Brown, Novak & Napier sounds like a plausible name for a law firm; actually it is a winning combination at Stanford. Inspired by Presbyterian The ologian Robert McAfee Brown and Roman Catholic Philosopher Michael Novak, religion has become one of Stanford’s most adventurous intellectual disciplines, and Dean of the Chapel B. Davie Napier has turned the once staid services at the pseudo-Roman esque Memorial Church into a continuing experiment in worship. The result is an enlightening case study of how Christianity on a secular campus can be imaginatively brought to life.

Going Beyond a Charter. Academically, the renaissance of religion at Stanford began in 1962, when Theologian Brown was hired away from Manhattan’s Union Theological Seminary as professor of religion. Guided by a 19th century charter that forbade any sectarian instruction in doctrine, the university did not even have a lecturer in religion until 1951. Now the religion teaching staff, operating within the humanities division, consists of four men:

Brown; Biblical Scholar Edwin Good; Novak, a onetime seminarian in Rome who studied for his doctorate at Harvard; and Church Historian William Clebsch, formerly of Texas’ Episcopal Theological Seminary of the Southwest.

Students cannot major in religion and must take the subject as an elective—but the courses are highly popular nonetheless.
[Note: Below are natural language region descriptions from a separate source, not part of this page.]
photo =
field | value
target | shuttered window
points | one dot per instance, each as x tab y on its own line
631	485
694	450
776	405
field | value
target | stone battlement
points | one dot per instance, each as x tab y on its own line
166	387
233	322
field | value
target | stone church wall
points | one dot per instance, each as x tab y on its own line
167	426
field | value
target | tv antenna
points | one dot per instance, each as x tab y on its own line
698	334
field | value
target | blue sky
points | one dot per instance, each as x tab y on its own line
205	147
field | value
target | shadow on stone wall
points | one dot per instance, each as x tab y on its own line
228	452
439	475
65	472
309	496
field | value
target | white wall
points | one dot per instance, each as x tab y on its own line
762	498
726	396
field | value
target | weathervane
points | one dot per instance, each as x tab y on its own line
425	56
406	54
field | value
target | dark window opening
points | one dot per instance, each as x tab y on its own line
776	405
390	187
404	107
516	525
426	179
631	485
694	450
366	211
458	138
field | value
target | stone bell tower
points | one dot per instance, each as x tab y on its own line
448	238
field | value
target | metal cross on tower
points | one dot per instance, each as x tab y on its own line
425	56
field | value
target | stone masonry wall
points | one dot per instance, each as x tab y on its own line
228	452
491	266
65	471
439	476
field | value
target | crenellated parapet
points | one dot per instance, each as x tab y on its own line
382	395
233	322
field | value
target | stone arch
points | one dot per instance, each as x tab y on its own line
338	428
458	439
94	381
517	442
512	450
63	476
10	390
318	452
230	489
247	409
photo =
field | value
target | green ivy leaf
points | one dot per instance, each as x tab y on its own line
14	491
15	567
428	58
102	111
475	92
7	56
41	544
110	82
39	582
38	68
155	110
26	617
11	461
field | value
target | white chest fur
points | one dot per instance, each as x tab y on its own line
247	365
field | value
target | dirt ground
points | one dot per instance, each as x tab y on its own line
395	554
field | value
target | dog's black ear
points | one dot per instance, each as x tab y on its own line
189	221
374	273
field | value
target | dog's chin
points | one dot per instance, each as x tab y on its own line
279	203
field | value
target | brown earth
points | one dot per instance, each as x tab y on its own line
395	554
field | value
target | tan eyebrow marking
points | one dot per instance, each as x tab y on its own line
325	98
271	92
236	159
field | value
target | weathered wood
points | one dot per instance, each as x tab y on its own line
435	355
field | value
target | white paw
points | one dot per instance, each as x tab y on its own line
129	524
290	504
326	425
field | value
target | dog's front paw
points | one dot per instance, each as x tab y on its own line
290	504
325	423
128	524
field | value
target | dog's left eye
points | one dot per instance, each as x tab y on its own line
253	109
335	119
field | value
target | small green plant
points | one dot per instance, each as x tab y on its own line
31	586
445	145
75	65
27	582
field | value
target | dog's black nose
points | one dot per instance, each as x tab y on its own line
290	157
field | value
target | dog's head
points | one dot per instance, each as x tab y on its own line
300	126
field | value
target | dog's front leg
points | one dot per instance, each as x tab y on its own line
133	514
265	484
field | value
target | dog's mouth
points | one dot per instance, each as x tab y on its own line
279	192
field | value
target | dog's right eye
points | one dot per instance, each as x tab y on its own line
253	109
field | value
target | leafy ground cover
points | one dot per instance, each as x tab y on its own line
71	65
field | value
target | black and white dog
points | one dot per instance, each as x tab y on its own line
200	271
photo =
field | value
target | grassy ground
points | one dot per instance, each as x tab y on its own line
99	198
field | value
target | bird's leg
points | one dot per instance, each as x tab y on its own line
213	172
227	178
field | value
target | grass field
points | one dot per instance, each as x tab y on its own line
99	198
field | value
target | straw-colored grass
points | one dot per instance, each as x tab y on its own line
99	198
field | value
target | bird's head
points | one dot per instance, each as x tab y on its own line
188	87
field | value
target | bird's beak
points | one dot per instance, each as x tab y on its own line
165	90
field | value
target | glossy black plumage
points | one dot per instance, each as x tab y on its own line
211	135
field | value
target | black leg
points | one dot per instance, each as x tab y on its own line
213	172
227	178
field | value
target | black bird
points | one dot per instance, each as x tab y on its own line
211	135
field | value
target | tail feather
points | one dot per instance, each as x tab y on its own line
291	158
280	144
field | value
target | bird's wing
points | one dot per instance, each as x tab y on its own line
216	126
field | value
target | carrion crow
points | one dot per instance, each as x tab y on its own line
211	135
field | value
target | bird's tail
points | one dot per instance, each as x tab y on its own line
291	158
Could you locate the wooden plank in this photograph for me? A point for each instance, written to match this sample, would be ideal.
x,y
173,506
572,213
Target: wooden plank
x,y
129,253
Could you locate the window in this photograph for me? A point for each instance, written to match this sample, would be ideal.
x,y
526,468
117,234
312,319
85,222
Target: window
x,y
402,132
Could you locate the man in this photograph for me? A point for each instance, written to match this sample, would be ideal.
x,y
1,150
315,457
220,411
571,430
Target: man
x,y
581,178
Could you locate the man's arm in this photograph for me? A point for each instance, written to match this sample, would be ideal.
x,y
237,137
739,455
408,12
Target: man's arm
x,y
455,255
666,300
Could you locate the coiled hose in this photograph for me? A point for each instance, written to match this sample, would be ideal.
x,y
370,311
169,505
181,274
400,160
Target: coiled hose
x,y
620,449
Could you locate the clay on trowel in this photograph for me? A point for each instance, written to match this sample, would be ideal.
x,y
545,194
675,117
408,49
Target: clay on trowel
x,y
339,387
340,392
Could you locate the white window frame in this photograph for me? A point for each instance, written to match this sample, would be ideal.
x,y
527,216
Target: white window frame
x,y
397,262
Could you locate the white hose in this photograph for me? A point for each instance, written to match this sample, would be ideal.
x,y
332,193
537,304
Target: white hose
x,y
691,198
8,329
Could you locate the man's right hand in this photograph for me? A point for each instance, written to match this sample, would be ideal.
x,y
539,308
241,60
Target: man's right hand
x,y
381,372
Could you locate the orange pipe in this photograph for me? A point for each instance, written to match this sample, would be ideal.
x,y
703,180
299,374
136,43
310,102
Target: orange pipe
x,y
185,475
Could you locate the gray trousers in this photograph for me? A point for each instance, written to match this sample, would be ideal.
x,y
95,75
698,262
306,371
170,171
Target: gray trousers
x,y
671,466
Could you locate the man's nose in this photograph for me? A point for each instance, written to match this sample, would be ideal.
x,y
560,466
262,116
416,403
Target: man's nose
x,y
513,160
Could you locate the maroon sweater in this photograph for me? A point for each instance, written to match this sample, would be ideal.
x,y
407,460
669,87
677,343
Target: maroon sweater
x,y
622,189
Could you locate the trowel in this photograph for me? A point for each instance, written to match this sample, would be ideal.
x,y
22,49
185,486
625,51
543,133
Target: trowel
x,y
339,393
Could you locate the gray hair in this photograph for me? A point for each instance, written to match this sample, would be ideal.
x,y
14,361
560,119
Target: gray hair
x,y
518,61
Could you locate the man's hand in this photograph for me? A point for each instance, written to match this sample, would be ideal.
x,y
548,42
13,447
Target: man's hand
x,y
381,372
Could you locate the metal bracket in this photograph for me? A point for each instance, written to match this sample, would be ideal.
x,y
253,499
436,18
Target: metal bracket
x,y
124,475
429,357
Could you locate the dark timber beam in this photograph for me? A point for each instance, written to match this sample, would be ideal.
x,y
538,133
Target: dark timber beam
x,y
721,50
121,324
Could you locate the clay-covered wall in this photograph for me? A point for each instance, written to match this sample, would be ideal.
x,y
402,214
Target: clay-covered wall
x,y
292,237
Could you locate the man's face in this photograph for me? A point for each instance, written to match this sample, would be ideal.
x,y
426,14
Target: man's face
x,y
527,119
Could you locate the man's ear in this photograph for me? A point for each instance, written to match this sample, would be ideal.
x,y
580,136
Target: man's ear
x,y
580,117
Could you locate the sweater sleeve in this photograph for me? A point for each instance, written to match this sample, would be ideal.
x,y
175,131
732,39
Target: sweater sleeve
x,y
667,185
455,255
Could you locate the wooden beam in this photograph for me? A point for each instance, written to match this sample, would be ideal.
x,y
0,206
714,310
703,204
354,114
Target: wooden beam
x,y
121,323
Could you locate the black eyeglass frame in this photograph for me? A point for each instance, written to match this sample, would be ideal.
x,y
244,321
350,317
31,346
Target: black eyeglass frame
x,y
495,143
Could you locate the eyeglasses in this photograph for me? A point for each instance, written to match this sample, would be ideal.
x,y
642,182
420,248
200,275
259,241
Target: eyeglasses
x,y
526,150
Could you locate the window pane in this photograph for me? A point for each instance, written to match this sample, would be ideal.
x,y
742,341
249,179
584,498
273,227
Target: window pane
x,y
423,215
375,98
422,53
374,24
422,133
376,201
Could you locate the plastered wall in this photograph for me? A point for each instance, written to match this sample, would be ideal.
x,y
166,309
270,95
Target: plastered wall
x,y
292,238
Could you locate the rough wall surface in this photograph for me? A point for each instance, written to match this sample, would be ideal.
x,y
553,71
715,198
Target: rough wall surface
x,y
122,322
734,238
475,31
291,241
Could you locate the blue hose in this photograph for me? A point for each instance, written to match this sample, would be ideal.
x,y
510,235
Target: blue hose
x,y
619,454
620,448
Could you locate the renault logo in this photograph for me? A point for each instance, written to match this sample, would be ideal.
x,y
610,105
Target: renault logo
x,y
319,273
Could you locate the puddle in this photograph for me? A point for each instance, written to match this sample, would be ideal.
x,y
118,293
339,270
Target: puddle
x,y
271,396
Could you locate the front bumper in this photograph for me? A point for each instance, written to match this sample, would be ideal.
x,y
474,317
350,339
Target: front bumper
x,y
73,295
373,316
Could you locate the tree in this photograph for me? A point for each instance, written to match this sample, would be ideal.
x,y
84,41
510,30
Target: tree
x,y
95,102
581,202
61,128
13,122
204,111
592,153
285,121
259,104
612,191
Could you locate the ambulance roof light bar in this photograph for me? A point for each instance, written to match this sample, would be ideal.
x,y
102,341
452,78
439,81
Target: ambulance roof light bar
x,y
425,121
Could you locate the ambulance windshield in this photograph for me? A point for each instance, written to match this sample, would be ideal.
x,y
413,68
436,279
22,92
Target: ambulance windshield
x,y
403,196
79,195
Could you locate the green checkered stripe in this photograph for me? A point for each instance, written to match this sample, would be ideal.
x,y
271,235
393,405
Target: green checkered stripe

The Stanford emphasis is strongly contemporary. Brown teaches one course on modern theology on the work of Barth, Tillich, Bultmann and Reinhold Niebuhr, another on Christian ethics that ranges from sexual problems-to political responsibility. Novak traces the development of 20th century Catholic theology and literature, has gained his greatest student following with a course that explores the practical consequences of commitments to faith and atheism.

Liturgy from Africa. This fall, the revival of religion as a discipline has been supplemented by the spiritual experiments at Memorial Church fostered by Dean Napier, a Congregational minister who formerly taught Old Testament at Yale. He has inaugurated an ecumenical Sunday Communion based on an Anglican liturgy developed for use in Africa that provides for considerable congregational participation. Utilizing student creativity, Napier presents jazz and folk-song services with banjo and guitar accompaniment, for Christmas will put on a medieval Christian drama performed by freshmen students in the English department.

Although Napier’s chapel and academic religion at Stanford are independent, the revitalization of both has begun to have a synergistic effect: students of religion have felt compelled to express their new concern about faith in worship, while students inspired by worship plan to enroll in religion courses. Concludes Brown: “Faith and learning can exist in partnership with each other: they need not be antithetical.”